Farron Cousins:                  Their, their law firm.

Mike Papantonio:             Mm-hmm.

Farron Cousins:                  Very talented folks. But they’re saying, the lawsuit says, what he’s done by bringing all of this public, by lowering Twitter stock price, by basically exposing, hey, it’s like 20% bots out here. These aren’t real people. That’s gonna drive money away. And by lowering the price, it helps leverage the Tesla stock drop, which is what he used to back up.

Mike Papantonio:             Collateral.

Farron Cousins:                  The loan. Yeah.

Mike Papantonio:             It was collateral. Yeah.

Farron Cousins:                  So it’s a really, it’s, it’s fairly complicated for people to really understand, but it’s, it’s a up uphill battle for sure.

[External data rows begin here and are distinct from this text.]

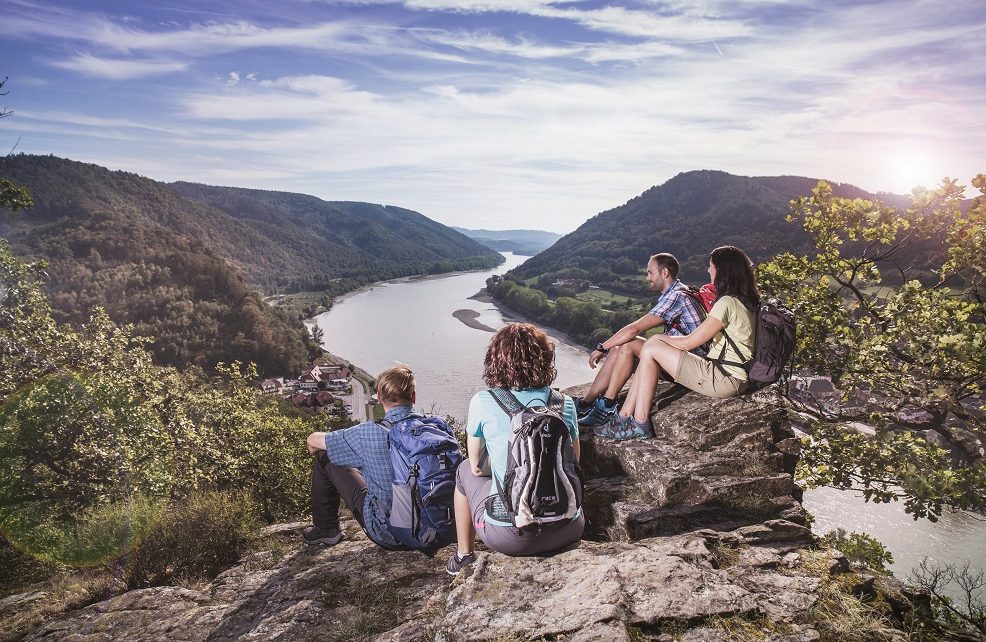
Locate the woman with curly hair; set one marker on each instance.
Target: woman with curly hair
(521, 359)
(731, 324)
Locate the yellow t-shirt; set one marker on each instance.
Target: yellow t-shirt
(741, 324)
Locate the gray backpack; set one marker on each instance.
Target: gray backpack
(542, 483)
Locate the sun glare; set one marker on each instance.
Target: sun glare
(911, 167)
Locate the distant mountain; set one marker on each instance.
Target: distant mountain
(522, 242)
(689, 215)
(185, 270)
(318, 242)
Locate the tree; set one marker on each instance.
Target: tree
(12, 197)
(920, 344)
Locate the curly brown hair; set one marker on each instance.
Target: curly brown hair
(520, 356)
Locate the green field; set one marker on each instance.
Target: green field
(299, 302)
(605, 298)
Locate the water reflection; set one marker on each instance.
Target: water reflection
(410, 321)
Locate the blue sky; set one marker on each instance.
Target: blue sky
(497, 114)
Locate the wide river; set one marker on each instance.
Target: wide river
(410, 321)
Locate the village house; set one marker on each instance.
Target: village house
(325, 377)
(272, 386)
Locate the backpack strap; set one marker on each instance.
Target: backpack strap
(556, 401)
(507, 401)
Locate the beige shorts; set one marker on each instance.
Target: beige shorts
(702, 375)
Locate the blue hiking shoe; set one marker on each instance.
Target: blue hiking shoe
(629, 428)
(607, 428)
(598, 414)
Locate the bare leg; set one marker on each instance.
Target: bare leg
(465, 532)
(655, 356)
(623, 366)
(617, 367)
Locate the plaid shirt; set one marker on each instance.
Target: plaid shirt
(365, 446)
(679, 311)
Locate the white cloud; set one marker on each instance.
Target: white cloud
(518, 130)
(117, 69)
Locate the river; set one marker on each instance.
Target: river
(410, 321)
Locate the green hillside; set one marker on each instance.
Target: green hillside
(190, 275)
(522, 242)
(321, 242)
(688, 216)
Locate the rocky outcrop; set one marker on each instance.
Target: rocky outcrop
(716, 463)
(597, 591)
(698, 537)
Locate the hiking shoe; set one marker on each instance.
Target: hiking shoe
(630, 428)
(455, 564)
(581, 407)
(597, 414)
(324, 536)
(606, 429)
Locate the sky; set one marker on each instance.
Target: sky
(499, 113)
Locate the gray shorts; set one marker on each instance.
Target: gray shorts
(701, 375)
(508, 539)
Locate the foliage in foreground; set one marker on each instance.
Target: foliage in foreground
(922, 344)
(87, 421)
(965, 611)
(859, 548)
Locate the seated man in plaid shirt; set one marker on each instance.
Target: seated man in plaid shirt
(679, 313)
(354, 464)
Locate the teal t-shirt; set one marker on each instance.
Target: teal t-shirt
(488, 421)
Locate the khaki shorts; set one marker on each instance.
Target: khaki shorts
(701, 375)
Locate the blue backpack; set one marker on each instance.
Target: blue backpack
(424, 454)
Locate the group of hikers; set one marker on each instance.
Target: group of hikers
(519, 487)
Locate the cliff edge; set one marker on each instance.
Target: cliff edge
(698, 536)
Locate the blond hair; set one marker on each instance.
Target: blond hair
(396, 385)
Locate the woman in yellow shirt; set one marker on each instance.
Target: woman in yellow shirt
(719, 374)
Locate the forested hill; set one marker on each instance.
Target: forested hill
(320, 242)
(688, 216)
(523, 242)
(188, 274)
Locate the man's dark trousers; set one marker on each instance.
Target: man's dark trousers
(329, 484)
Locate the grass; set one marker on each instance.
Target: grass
(750, 628)
(723, 555)
(604, 297)
(840, 616)
(364, 609)
(184, 544)
(301, 304)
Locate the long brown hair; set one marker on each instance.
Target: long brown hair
(520, 355)
(735, 276)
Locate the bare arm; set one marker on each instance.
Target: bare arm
(316, 442)
(627, 333)
(703, 333)
(476, 450)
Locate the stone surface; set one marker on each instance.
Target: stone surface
(725, 463)
(698, 536)
(354, 589)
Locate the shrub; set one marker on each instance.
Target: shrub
(195, 540)
(859, 548)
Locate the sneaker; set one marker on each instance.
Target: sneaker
(581, 407)
(597, 414)
(325, 536)
(630, 428)
(455, 564)
(606, 429)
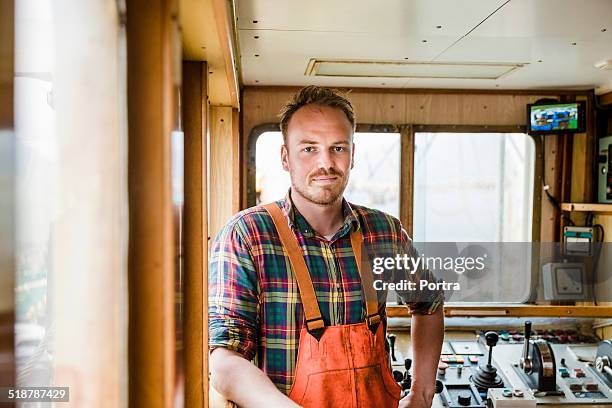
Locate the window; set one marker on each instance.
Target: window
(374, 181)
(473, 195)
(473, 187)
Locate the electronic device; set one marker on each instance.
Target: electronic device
(560, 117)
(578, 241)
(603, 362)
(509, 398)
(551, 368)
(565, 281)
(604, 187)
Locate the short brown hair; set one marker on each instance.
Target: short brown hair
(315, 95)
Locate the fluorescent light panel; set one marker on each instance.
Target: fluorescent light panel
(407, 69)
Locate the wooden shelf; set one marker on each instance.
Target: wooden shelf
(513, 311)
(601, 208)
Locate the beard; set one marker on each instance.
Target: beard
(321, 194)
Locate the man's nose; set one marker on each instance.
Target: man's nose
(325, 159)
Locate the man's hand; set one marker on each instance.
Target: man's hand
(416, 400)
(240, 381)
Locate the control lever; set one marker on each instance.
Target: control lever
(407, 381)
(526, 364)
(486, 375)
(392, 337)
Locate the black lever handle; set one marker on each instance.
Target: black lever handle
(525, 363)
(527, 330)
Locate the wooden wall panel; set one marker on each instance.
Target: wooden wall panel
(7, 33)
(194, 110)
(195, 122)
(152, 37)
(7, 189)
(407, 177)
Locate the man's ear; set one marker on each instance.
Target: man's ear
(285, 158)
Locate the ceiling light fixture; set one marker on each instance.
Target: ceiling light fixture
(409, 69)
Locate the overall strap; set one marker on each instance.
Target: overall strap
(314, 320)
(367, 282)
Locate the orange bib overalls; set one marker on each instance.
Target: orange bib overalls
(343, 366)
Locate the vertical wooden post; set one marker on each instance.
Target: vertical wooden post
(195, 122)
(7, 189)
(407, 178)
(224, 173)
(152, 37)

Mike Papantonio:             The, the risk, the risk that Twitter has here is there’s gonna be a lot of exposure. He’s gonna say, there’s gonna be depositions and the depositions are gonna show, it’s not just the bots that they were lying about. They’re trying to make this look like it was bigger than it was. And I get it. You know, he says that yeah, where I’m gonna wave, he didn’t wave due diligence totally. He waved some aspects of due diligence. And if you find that the company is just covering, covering stuff up and he goes into a deal and thinks it’s a deal, whether it’s right or wrong.

Farron Cousins:                  Right.

Mike Papantonio:             I’m not just, I’m not saying he’s right. I’m saying it’s a pretty darn good attack. And you’ll, you’re gonna see that, that attack develop stronger and stronger.

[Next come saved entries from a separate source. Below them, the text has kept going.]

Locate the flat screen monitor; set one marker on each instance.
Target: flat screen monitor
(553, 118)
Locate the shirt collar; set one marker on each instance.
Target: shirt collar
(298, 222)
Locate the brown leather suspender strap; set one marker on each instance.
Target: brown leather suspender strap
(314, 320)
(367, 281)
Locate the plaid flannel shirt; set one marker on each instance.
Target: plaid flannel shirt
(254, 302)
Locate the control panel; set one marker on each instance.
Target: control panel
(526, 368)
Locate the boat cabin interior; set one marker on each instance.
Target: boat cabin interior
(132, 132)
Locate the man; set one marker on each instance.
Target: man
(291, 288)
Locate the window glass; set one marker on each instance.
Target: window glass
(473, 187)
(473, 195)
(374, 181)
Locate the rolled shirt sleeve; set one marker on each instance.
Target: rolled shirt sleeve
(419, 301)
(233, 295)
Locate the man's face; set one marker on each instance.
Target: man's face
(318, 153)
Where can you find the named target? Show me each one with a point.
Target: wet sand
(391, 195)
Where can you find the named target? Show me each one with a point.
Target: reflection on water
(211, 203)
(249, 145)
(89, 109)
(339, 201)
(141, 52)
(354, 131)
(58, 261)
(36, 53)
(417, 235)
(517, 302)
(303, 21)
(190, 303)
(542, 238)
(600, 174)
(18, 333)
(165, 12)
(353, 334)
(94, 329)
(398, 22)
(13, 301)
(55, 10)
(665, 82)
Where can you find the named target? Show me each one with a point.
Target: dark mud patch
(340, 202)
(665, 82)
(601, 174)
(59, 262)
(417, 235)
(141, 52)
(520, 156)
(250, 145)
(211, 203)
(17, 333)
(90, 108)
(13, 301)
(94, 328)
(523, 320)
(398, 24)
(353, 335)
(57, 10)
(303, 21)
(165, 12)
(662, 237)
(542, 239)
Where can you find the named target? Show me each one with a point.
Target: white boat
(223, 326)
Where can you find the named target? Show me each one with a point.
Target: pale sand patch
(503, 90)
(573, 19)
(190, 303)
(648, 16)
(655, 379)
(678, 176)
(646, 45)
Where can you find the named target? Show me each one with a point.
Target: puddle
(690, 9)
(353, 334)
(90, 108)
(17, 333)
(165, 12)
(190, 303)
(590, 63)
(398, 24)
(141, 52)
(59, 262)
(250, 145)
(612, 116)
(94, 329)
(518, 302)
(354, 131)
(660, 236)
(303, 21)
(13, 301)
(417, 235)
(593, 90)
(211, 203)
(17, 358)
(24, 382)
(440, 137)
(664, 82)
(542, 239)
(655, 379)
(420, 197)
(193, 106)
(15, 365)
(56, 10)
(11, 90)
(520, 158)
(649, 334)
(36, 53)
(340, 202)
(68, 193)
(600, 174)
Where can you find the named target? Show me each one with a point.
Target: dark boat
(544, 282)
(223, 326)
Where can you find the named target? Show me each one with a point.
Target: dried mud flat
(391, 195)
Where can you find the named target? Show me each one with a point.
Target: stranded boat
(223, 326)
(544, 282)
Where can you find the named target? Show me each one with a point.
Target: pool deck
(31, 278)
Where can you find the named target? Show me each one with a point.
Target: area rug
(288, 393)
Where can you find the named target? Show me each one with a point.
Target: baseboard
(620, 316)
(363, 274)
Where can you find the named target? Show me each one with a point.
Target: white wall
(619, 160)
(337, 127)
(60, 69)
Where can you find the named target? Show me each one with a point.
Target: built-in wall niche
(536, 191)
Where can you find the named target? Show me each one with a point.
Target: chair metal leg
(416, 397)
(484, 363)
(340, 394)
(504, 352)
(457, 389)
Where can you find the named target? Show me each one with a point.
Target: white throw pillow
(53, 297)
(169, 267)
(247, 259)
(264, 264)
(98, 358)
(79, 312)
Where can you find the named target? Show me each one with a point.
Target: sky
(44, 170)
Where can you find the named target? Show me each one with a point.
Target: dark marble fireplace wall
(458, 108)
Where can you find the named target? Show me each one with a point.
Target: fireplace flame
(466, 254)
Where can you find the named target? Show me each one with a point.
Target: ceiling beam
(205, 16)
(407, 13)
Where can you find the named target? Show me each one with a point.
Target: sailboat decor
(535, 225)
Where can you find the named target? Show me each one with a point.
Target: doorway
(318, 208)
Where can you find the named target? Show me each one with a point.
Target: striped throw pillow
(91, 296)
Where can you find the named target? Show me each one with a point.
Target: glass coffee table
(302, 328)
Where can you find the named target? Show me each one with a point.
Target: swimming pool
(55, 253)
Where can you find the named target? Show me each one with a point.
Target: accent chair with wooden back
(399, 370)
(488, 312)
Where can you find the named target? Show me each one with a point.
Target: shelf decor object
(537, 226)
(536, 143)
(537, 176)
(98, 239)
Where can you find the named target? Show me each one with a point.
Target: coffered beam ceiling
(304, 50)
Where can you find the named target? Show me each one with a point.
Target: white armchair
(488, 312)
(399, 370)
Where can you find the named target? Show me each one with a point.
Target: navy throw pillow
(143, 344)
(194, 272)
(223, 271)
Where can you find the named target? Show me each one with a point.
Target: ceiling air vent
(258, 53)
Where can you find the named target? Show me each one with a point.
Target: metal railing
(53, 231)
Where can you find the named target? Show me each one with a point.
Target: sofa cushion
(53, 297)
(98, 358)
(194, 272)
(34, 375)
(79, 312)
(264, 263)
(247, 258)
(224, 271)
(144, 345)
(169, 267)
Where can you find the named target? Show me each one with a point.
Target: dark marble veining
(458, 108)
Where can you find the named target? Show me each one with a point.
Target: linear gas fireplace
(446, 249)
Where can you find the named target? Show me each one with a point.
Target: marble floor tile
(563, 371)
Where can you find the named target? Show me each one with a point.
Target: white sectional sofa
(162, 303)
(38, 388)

Farron Cousins:                  Well, so, and I ask you this, because you know a heck of a lot more than I do obviously, does it come down to what the intent was? Because obviously if he’s, because we know he tweeted out like, oh no, I just found out it’s 20% bots. Well, if that was information that Twitter had and it was, you know, corporate secrets or however they classify that and then he tweets it out publicly, one, he didn’t have to tweet it publicly.

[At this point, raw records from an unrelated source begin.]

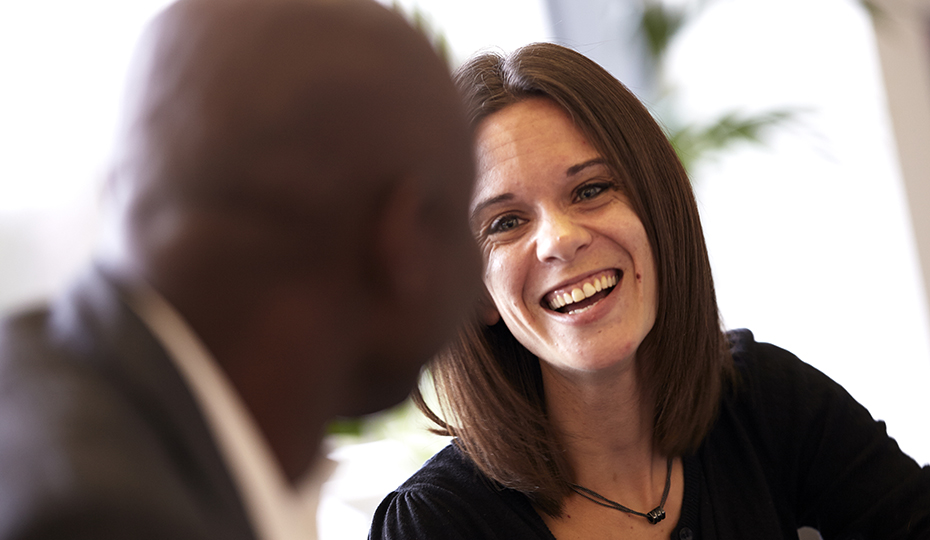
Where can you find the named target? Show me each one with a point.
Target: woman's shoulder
(450, 498)
(766, 370)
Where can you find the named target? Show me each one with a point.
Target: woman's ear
(487, 311)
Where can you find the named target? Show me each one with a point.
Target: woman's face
(567, 261)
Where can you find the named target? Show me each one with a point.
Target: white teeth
(586, 290)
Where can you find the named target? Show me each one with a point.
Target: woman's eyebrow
(575, 169)
(489, 202)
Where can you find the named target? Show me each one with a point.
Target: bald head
(283, 101)
(294, 177)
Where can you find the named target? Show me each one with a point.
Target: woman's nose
(559, 238)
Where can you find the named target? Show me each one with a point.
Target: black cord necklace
(654, 516)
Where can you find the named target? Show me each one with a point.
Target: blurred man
(290, 244)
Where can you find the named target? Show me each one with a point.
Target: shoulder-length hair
(489, 387)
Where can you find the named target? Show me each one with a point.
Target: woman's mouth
(584, 294)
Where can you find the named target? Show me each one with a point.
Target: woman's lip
(577, 289)
(591, 312)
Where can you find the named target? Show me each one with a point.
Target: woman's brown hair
(489, 387)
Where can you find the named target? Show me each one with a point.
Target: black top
(789, 449)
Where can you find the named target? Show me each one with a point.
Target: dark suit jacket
(99, 435)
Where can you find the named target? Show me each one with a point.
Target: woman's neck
(606, 428)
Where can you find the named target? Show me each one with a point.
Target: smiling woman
(594, 394)
(558, 222)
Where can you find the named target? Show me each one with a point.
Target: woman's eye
(590, 191)
(504, 224)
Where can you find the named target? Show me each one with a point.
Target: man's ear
(487, 310)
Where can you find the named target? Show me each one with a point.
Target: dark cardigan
(790, 448)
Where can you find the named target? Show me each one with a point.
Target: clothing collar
(276, 509)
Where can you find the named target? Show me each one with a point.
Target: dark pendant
(655, 516)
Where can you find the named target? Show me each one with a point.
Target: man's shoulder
(88, 444)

Mike Papantonio:             Right.

Farron Cousins:                  So.

Mike Papantonio:             That affected, that affected Twitter.

Farron Cousins:                  Right. So.

Mike Papantonio:             That’s.

Farron Cousins:                  Is the intent there? Like, if you can prove with that tweet.

Mike Papantonio:             No, I think. Yeah. If you say he did this to, to crash the Twitter stock, you know, I, I, yeah, that’s a good argument and you certainly can use it. But here’s what I’m trying to say to you. When discovery begins and they start kicking over all the rotted logs about Twitter, it’s gonna be a lot of pressure. You, you think about shares dropping, buddy. They’re gonna, they’re gonna drop like a, like an anvil out of the sky.

Farron Cousins:                  Well they need to do that with all the other ones too.

Mike Papantonio:             Yeah.

Farron Cousins:                  I would love to see those numbers as well.

Mike Papantonio:             It’s, some of it’s just fantasy, man.